The longer, more drawn out answer goes as follows. See the image to understand the notation I use:
- AOE + BOD + BOA + DOE = 360
- AOE + BOD = 90 + 36 = 126
- BOA + DOE = 360 - AOE - BOD = 234
- Since the sum of a triangle's angles is 180, ODE = (180 - DOE) / 2
- Likewise, OBA = (180 - BOA) / 2
- Since CDE is 180, CDO = 180 - ODE = 180 - (180 - DOE) / 2
- Likewise, CBA is 180, so CBO = 180 - OBA = 180 - (180 - BOA) / 2
- The interior angles of the irregular polygon CBOD add up to 360, so CBO + CDO + BOD + BCD = 360.
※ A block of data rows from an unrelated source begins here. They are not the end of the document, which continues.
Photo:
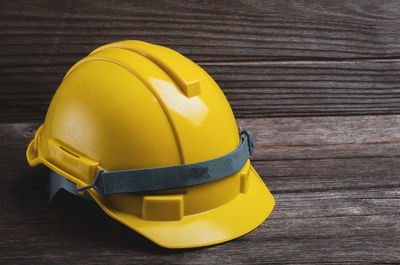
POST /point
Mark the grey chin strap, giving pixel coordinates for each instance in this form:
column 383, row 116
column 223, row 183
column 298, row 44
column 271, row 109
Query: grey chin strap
column 161, row 178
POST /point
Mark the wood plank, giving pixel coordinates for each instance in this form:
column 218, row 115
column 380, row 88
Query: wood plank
column 333, row 205
column 271, row 59
column 256, row 89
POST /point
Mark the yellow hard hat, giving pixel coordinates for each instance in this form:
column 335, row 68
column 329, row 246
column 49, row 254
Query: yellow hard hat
column 150, row 137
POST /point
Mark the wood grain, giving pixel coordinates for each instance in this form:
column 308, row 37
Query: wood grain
column 335, row 180
column 271, row 58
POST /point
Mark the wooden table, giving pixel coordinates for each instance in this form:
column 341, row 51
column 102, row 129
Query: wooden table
column 318, row 82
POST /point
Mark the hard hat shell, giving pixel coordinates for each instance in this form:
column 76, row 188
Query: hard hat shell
column 132, row 105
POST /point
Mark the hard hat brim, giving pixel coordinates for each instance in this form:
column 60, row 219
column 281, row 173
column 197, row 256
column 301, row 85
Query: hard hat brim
column 234, row 219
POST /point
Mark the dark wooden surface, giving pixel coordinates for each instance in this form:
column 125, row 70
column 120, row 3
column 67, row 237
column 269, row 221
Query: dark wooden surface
column 271, row 58
column 335, row 180
column 318, row 82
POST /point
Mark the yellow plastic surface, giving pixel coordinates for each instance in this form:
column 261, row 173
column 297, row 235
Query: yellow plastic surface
column 131, row 105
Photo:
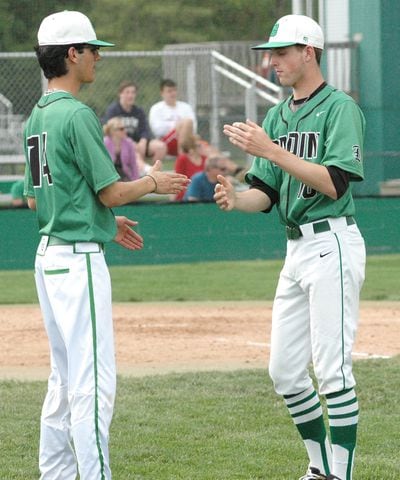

- Substituting what we already found, 180 - (180 - BOA)/2 + 180 - (180 - DOE)/2 + 36 + BCD = 360
- Cleaning it all up, we get 180 + (BOA + DOE)/2 + 36 + BCD = 360
- As we found in line 3, BOA + DOE = 234, so substituting that in, 180 + 117 + 36 + BCD = 360
- Finally, solving for BCD (360 - 36 - 117 - 180) we get our answer, 27
Note: The long drawn out method shown above is a way to derive the formula for the secant theorem. You do not need to use this method every time. Just remember, large angle minus small angle, all divided by 2. That is it.